Response Time and Availability Study of RAFT Consensus in Distributed SDN Control Plane

Abstract

Software defined networking (SDN) promises unprecedented flexibility and ease of network operations. While flexibility is an important factor when leveraging advantages of a new technology, critical infrastructure networks also have stringent requirements on network robustness and control plane delays. Robustness in the SDN control plane is realized by deploying multiple distributed controllers, formed into clusters for durability and fast-failover purposes. However, the effect of the controller clustering on the total system response time is not well investigated in current literature. Hence, in this work we provide a detailed analytical study of the distributed consensus algorithm RAFT, implemented in OpenDaylight and ONOS SDN controller platforms. In those controllers, RAFT implements the data-store replication, leader election after controller failures and controller state recovery on successful repairs. To evaluate its performance, we introduce a framework for numerical analysis of various SDN cluster organizations w.r.t. their response time and availability metrics.
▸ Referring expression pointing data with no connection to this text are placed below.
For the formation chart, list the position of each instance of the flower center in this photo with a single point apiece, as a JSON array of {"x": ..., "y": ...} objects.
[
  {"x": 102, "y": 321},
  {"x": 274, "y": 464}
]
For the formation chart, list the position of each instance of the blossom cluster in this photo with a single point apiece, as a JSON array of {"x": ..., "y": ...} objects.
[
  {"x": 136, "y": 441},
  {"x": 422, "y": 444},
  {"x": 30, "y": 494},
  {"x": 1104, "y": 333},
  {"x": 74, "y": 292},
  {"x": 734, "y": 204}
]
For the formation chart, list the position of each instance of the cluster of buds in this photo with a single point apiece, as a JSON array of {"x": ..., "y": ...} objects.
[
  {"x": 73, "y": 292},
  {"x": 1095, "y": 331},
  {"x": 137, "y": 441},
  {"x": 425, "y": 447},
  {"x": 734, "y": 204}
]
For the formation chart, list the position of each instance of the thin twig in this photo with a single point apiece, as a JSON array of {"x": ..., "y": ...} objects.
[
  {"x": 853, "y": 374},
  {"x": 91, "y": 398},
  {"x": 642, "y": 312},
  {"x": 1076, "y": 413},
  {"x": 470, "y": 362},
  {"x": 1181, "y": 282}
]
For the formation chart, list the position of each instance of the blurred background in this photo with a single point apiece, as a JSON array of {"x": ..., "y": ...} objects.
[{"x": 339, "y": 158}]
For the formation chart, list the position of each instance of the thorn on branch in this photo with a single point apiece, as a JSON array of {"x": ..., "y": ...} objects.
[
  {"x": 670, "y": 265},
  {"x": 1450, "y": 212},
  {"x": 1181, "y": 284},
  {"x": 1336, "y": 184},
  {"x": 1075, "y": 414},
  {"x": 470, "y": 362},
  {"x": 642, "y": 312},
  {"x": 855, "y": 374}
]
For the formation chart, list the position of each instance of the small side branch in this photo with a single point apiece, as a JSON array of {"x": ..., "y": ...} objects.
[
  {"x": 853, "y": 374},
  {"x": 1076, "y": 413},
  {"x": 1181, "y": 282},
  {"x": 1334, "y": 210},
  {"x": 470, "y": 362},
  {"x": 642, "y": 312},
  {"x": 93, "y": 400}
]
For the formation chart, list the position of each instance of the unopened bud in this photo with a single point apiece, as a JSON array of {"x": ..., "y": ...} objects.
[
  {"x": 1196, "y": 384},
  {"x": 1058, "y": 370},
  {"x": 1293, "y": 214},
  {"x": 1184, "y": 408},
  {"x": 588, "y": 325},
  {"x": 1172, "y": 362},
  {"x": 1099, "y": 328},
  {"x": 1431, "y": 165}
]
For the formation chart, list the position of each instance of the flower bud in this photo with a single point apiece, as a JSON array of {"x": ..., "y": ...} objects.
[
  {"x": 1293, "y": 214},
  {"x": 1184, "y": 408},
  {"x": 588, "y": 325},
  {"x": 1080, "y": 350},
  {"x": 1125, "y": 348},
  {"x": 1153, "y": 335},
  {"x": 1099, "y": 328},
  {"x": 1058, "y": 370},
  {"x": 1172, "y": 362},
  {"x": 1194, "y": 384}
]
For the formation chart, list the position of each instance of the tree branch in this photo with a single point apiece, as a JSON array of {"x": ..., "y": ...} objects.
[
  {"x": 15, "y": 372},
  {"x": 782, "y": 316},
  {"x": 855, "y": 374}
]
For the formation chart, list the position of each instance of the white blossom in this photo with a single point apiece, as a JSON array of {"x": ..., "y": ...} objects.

We use Stochastic Activity Networks for modeling the RAFT operations, failure injection and cluster recovery processes, and using real-world experiments, we collect the rate parameters to provide realistic inputs for a representative cluster recovery model. We also show how a fast rejuvenation mechanism for the treatment of failures induced by software errors can minimize the total response time experienced by the controller clients, while guaranteeing a higher system availability in the long-term.